The anti-fine dining fine dining: 22 Ships
Barely a month old, 22 Ships is a casual tapas bar in Wanchai that is getting great buzz.
There's no reservations -- a restaurant trend in Hong Kong -- and it can fit about 30 diners, all perched on stools at bartops. The decor is no-frills; the menu is on your placemat.
But the food is mighty fancy.
There's the foamed sangria with freeze-dried berries and the deconstructed Spanish breakfast with velvet potatoes and slow-cooked egg. Then there's the PBJ, transforming the peanut butter and jelly sandwich into a plate of peanut ice cream, cherry sorbet and salted "pea-nut" caramel.
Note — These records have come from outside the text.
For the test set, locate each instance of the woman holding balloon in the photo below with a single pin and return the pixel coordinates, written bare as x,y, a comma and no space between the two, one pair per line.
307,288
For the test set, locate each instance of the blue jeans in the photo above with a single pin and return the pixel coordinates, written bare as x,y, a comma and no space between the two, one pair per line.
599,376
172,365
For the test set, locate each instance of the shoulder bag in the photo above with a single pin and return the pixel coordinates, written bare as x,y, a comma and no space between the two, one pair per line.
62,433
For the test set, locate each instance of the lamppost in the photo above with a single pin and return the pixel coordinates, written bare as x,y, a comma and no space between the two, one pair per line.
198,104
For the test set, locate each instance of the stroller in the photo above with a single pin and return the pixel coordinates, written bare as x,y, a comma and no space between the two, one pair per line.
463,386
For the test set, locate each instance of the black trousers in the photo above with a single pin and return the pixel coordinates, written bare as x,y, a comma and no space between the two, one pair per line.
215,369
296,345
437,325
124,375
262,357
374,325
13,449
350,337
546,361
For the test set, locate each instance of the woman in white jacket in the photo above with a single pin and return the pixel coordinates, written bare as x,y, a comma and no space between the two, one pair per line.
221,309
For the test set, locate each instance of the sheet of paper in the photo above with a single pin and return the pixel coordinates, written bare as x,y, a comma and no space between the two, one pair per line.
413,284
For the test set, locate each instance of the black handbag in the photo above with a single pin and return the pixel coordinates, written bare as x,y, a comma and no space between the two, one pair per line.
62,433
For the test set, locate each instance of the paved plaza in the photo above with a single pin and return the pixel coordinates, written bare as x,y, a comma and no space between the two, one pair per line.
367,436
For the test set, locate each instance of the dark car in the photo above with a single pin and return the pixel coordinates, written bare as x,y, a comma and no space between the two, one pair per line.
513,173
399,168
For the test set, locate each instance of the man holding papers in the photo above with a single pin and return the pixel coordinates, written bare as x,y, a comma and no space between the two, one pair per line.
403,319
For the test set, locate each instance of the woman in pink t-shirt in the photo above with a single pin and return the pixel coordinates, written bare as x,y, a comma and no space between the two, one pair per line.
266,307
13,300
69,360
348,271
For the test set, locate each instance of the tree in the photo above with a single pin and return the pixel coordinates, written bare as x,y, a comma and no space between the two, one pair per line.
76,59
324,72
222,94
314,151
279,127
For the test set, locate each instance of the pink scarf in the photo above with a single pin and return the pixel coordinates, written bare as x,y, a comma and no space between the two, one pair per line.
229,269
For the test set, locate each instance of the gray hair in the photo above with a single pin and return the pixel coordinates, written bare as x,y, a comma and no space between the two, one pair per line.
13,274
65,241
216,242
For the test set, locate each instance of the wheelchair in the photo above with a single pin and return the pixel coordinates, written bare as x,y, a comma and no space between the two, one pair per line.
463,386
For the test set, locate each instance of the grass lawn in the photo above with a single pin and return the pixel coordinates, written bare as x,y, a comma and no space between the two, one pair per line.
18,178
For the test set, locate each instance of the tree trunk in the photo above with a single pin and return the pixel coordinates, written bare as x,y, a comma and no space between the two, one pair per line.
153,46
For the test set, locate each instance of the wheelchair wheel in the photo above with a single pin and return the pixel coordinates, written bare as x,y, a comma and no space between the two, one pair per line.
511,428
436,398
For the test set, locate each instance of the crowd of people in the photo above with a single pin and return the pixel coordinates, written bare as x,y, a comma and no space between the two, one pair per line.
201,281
The man behind the eatery is Jason Atherton, the British chef whose London restaurant, Pollen Street Social, got a Michelin star about six months after opening. An unusually fast rise.
He's worked with Marco Pierre White, trained with Ferran Adrià and was the executive chef at Gordon Ramsey's Maze.
Such a heavyweight resume belies the cheerful, informal attitude of his 22 Ships. We're glad of it.
22 Ships, open Monday - Friday noon - 3 p.m., 6 -11 p.m., Saturday noon - 3 p.m. and 6-11 p.m., 22 Ship Street, Wanchai, +852 2555 0722, www.22ships.hk
The back alley joint: Brickhouse
It's hard to keep anything hidden in Hong Kong, city of bright lights and food blogging zealots, so when Brickhouse opened down a sliver of a back alley with no signage, it stayed a secret for a good five minutes.
Through word of mouth and that thing called Facebook, people heard about the great tacos at Brickhouse and the street-style corn on the cob smothered in cheese and lime, as well as the beetroot fries and margaritas.
As a result, Brickhouse has been corralling a crowd of hungry folk in its grimy alleyway in Lan Kwai Fong every night since it's pre-opening phase back in April and May. There's a no reservations policy so the wait is up to 45 minutes.
But somehow, going to Brickhouse still makes you feel in-the-know. It is a loud and unpretentiously funky place. No intimate moments here.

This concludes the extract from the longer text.